General Insurance Article - Mixed state of cyber security among UK pension schemes


Aon have released ‘Cyber Threats to Corporate Pension Schemes’, a new survey drawn from information included in Aon’s Pension Cyber Scorecard. It shows the mixed state of cyber resilience and maturity across the UK’s pension schemes.

 The new report was compiled from the individual assessments of over 100 pension schemes, ranging in size from under £10 million to over £10 billion.
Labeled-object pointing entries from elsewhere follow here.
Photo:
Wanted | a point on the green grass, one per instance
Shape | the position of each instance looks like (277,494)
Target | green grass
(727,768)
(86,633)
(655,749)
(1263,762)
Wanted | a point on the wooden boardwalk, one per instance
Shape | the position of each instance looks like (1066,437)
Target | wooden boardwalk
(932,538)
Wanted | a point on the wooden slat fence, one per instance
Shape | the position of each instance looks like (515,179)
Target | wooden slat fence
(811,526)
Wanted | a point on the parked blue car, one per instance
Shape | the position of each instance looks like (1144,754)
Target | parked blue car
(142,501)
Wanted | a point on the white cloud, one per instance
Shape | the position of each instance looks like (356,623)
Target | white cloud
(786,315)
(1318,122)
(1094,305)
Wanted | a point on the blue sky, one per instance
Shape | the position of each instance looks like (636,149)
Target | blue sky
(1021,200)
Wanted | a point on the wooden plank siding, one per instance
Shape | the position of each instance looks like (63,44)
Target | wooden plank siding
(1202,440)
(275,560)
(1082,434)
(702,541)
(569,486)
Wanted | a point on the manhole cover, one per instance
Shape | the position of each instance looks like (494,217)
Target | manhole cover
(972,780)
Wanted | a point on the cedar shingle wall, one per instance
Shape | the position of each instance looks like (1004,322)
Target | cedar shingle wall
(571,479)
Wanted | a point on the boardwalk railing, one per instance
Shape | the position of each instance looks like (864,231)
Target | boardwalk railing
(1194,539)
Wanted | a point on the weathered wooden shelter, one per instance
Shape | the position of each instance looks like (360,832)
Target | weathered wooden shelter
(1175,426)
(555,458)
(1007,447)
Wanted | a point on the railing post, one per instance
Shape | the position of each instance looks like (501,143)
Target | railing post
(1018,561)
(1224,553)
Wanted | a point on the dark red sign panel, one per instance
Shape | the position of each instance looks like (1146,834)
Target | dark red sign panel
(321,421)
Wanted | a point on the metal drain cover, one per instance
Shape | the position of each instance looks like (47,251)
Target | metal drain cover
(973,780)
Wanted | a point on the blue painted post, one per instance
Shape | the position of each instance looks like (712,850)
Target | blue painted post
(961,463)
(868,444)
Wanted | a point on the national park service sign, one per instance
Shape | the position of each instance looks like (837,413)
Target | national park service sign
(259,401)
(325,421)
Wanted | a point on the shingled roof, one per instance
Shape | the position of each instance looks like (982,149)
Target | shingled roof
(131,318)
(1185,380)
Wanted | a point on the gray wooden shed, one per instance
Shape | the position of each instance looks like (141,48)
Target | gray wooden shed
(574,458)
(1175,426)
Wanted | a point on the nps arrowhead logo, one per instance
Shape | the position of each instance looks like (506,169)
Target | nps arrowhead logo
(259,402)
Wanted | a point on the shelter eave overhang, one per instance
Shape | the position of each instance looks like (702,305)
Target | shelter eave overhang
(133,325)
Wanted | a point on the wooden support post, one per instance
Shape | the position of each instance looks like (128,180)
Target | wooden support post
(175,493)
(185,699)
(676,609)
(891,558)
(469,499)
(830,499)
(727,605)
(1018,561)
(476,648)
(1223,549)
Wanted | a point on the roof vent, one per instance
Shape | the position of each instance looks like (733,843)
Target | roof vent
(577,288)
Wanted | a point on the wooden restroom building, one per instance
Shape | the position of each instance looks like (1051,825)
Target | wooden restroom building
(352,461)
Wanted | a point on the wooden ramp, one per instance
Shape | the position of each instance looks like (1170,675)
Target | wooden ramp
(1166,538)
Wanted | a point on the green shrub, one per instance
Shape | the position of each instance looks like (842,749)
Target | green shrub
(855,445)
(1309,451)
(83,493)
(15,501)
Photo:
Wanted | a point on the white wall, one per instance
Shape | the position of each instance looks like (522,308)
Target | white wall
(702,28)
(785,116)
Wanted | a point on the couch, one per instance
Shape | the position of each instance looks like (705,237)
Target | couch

It includes greater representation of large schemes (40% had assets of more than £1 billion), which reflects how larger schemes have responded more quickly to dealing with the issue of cyber threats - but also to completing an assessment of their approach.

 Paul McGlone, partner at Aon, said: “We launched the Aon Pension Cyber Scorecard as a tool for UK trust-based pension schemes to assess their cyber resilience across a range of areas, and as a means of comparison with other schemes.

 More than 100 UK schemes have now used the scorecard, so we have a detailed view of the state of preparedness across the industry – and it is a mixed picture.

 “We can see that some schemes have strong governance across all areas, while others are only starting their cyber journey.

 However, the scorecard also provides a road map for how a scheme can take its cyber controls from novice to proficient in relatively short order.”

 Vanessa Jaeger, principal consultant at Aon, said: “In many respects, it’s encouraging that the position across the industry is changing quickly. The very nature of cyber risk means that it is an evolving area in which even the biggest, best resourced, best prepared schemes can’t think ‘job done’ and relax. This is an area that requires periodic assessment to stay on top of the latest challenges.”

 Key findings
 • Around three in five schemes have a cyber strategy
 • 75% of trustees have training on cyber risks. But fewer than one in five schemes have clearly documented cyber hygiene policies.
 • Trustee portals are by far the most common way of sharing information (70%) and data (86%).
 • Assessment of cyber controls at administrators is extensive, with almost 90% of schemes conducting checks.
 • The majority of schemes do not use specialist expertise to assess the cyber checks of providers such as administrators.
 • Over 90% of schemes have a data breach policy, but over a third of schemes still send investment instructions in unencrypted emails.
 • Only two in five schemes have a robust incident response plan, despite guidance from the Pensions Regulator that schemes should have one in place.
 • Over 60% of schemes have not assessed the potential financial impact of a cyber attack.
 • Only 2% of schemes have a cyber insurance policy.

 Paul McGlone said: “Responses in our assessments did vary somewhat by size, with larger schemes performing better on average. However, we concluded that size was not the key determining factor of cyber resilience. Rather, it is what the market calls ‘cyber maturity’, with trustee awareness of the issue being a key factor in driving action and maintaining watchfulness.

 “Schemes that have identified and understood the issues and then taken steps to address them, come out of the Scorecard assessment well. Schemes that have not yet engaged with the issues, do not. On the plus side, we believe that many improvements can be made swiftly.”

 Vanessa Jaeger said: "As well as being of interest to trustees, the potential impact of cyber risk on pension schemes should be of definite interest to sponsors, who ultimately pick up the cost of any incident as well as reputational impact. Any sponsor that doesn't know how their scheme is managing cyber risk should be asking that question."